Heart Rate, Non-Contacting, Maximum Ratio Combining, Facial Video

1. Introduction

Heart rate is an important basis for the prevention and diagnosis of cardiovascular disease, and it is also a key vital sign parameter for clinical monitoring [1] . Traditional Electrocardiogram (ECG) as the gold standard when it comes to the current heart rate measurement, is widely used in clinical diagnosis and physiological monitoring, but this method requires complicated professional operation and multiple electrodes to connect with the human body during use. Long-term daily monitoring is prone to skin discomfort, movement limited and other problems, especially in burns and scalds, allergic constitution, limb mutilation, neonate and other scenarios in the use of restrictions. In view of the shortcomings of traditional heart rate detection methods for contact subjects, researchers have proposed non-contact heart rate detection methods based on microwave radar [2] , thermodynamic image [3] , video image processing [4] and so on in recent years. Among them, the heart rate detection method based on video image processing has the advantages of simple equipment, stable system and fast operation, which has become a research hotspot and has received extensive attention.

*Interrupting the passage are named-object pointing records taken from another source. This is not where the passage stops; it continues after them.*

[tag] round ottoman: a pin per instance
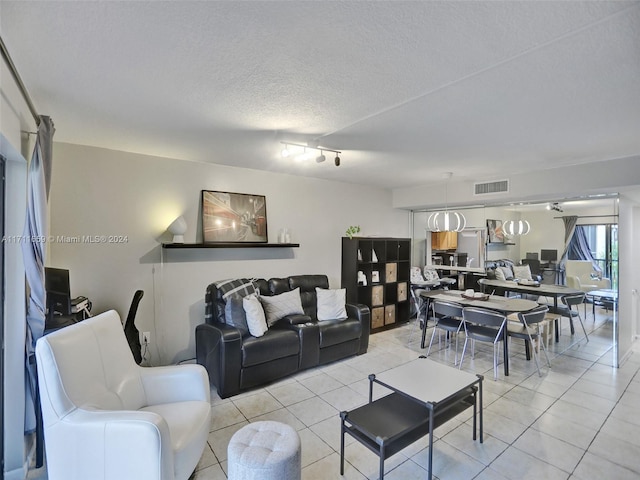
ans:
(265, 451)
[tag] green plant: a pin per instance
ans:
(352, 230)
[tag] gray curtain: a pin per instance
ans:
(570, 222)
(33, 253)
(576, 244)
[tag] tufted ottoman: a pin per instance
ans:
(265, 451)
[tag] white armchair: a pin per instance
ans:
(581, 276)
(107, 418)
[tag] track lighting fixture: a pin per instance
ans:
(319, 159)
(446, 221)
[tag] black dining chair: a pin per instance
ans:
(573, 300)
(448, 318)
(530, 329)
(484, 326)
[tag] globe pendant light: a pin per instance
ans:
(446, 221)
(516, 227)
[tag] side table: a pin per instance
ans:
(425, 395)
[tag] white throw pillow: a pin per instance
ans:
(331, 304)
(278, 306)
(522, 272)
(256, 320)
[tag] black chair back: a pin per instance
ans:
(573, 299)
(445, 309)
(533, 316)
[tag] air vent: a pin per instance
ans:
(499, 186)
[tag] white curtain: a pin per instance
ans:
(33, 252)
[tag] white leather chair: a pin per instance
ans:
(107, 418)
(579, 276)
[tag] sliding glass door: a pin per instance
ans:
(603, 240)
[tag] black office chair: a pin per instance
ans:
(130, 330)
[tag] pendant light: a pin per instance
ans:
(516, 227)
(445, 220)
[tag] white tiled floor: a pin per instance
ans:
(578, 421)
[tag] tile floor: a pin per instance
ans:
(577, 421)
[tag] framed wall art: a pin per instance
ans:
(233, 217)
(496, 234)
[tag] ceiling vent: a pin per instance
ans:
(499, 186)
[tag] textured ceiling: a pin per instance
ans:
(406, 90)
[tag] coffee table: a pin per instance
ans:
(426, 394)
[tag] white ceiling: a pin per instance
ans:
(406, 90)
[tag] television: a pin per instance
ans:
(548, 255)
(56, 284)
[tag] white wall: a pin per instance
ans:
(555, 184)
(105, 192)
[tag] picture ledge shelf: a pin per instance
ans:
(230, 245)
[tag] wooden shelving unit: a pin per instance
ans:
(385, 265)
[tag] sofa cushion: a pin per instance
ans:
(275, 343)
(235, 316)
(235, 287)
(333, 332)
(278, 306)
(256, 321)
(331, 304)
(522, 272)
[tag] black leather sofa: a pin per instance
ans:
(237, 362)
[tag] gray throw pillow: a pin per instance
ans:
(235, 316)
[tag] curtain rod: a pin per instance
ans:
(16, 77)
(590, 216)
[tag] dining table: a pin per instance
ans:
(532, 288)
(497, 303)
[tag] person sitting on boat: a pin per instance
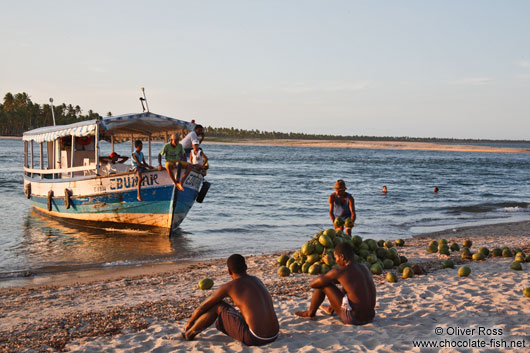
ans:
(199, 160)
(174, 154)
(341, 204)
(355, 303)
(114, 158)
(256, 318)
(138, 162)
(193, 140)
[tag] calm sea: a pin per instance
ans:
(266, 199)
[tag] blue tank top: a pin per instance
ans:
(342, 209)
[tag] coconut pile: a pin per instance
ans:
(317, 255)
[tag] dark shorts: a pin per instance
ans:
(231, 323)
(140, 169)
(347, 316)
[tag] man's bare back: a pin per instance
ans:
(255, 324)
(357, 307)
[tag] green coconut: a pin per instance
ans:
(484, 251)
(496, 252)
(399, 242)
(388, 264)
(448, 264)
(282, 260)
(325, 241)
(464, 271)
(376, 269)
(314, 269)
(283, 271)
(516, 266)
(205, 283)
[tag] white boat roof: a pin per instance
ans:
(121, 127)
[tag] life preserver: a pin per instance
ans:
(67, 198)
(85, 140)
(27, 190)
(49, 201)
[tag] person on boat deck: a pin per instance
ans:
(174, 154)
(114, 158)
(193, 140)
(200, 160)
(341, 204)
(138, 162)
(255, 324)
(355, 303)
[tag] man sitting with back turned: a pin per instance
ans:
(355, 303)
(255, 325)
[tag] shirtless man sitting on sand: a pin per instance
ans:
(255, 325)
(355, 303)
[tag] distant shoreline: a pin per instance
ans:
(385, 145)
(389, 145)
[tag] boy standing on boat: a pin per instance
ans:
(255, 324)
(138, 162)
(174, 154)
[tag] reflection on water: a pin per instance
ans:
(57, 243)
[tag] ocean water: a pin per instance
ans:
(265, 199)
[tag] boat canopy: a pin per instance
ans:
(51, 133)
(120, 127)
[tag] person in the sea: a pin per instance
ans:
(193, 139)
(341, 203)
(114, 158)
(174, 154)
(255, 324)
(355, 303)
(138, 162)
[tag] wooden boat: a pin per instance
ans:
(71, 181)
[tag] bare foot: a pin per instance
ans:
(327, 309)
(187, 336)
(304, 314)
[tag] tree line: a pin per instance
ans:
(18, 114)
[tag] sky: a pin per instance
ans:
(457, 69)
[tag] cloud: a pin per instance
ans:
(471, 81)
(525, 64)
(329, 87)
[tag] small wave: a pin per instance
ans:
(487, 207)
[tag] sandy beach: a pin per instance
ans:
(145, 309)
(389, 145)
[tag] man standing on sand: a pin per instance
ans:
(356, 302)
(257, 318)
(341, 204)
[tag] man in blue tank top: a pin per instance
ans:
(341, 204)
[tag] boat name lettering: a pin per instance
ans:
(127, 182)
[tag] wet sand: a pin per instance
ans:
(145, 308)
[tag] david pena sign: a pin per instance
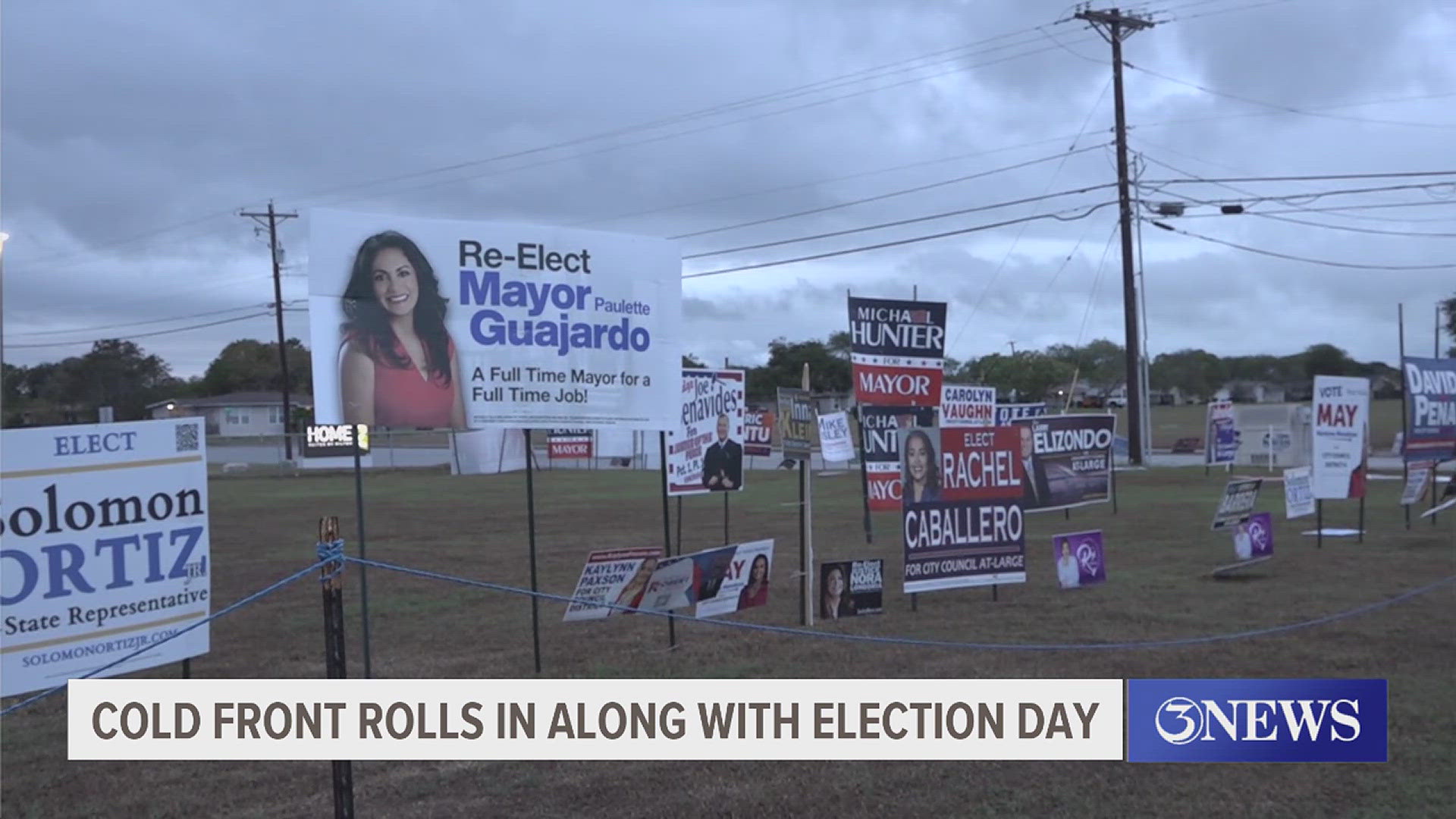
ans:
(105, 550)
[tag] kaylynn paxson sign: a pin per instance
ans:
(897, 352)
(105, 550)
(447, 324)
(1237, 503)
(1068, 460)
(963, 509)
(881, 444)
(1430, 387)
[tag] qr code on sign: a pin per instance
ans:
(187, 438)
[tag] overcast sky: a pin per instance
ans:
(131, 134)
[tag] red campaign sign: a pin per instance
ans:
(970, 464)
(884, 490)
(897, 387)
(981, 463)
(561, 449)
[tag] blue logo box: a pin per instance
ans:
(1257, 720)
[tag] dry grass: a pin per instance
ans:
(1159, 553)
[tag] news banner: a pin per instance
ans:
(1138, 720)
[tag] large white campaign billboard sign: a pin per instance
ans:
(1341, 419)
(450, 324)
(104, 550)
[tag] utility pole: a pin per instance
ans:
(1116, 27)
(271, 221)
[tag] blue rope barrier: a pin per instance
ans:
(150, 646)
(932, 643)
(328, 553)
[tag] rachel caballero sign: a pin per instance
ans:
(595, 719)
(332, 441)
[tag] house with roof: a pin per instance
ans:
(234, 414)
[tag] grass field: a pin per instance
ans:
(1159, 554)
(1180, 422)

The theoretical basis for non-contact heart rate detection method based on video images processing is image photoplethysmography (IPPG) [5] . Some literatures also refer to remote photoplethysmography (RPPG) [6] and photoplethysmography image (PPGI) [7] . Since Verkruyess [8] first proposed IPPG method, researchers have developed a variety of algorithms to improve heart rate detection accuracy, such as blind source separation method [9] , chrominance method [10] . However, it is difficult for these algorithms to obtain a higher accuracy of heart rate estimation in the case of detection distance and face movement [11] , Therefore, this paper proposes to use Kanade-Lucas-Tomasi (KLT) feature tracker [12] to track the detected face parts and improve the segmentation efficiency of region of interest extracted from pulse wave signals, enhance the signal value of the region of interest (ROI). The maximum ratio combination algorithm (MRC) is used to weight the pulse wave signals in the pixel space of the segmented area, so as to improve the facial pulse signal-to-noise ratio and obtain a higher precision heart rate. We set near and far groups of test distances. The experimental research was carried out under three scenarios of natural steady, free talk and head rotation, to verify the practical application effect of the algorithm proposed in this paper. The heart rate extracted by this method was compared with the parameter collected by medical physiological vest and independent component analysis (ICA) method [13] . Statistical test and error analysis were carried out based on the experimental data, and the results showed that the method presented in this paper could reduce errors in different experimental scenarios and improve the accuracy of heart rate detection.

2. Method

A periodic change in the volume of blood in the circulation of the body that is consistent with the pulse when the heart is pulsating. When exterior illumination intensity is stable, eliminate the factor that the skin, muscle, organization absorbs constant to smooth intensity, the heart is in systole and a pulsating cycle that diastole falls, reflex smooth intensity also produces periodic change as the absorption change of peripheral blood volume. The essence of IPPG is to use this bio-optical principle to perceive and isolate heart rate signals from video images containing human faces, it has two basic steps: first, manually or automatically select the signal interest area of the face part in the video image. Then the image processing and signal analysis techniques are used to post-process the segmented ROI and extract the corresponding pulse waveform [5] . In practical applications, in the case of non-complete or non-autonomous movement of the subject, such as blinking eyes, licking lips, talking, it is not conducive to face segmentation. For this, the KLT method [14] is used to track the facial part in real time, which improves the extraction and separation efficiency of the face's interest area during the movement and enhances the signal use value.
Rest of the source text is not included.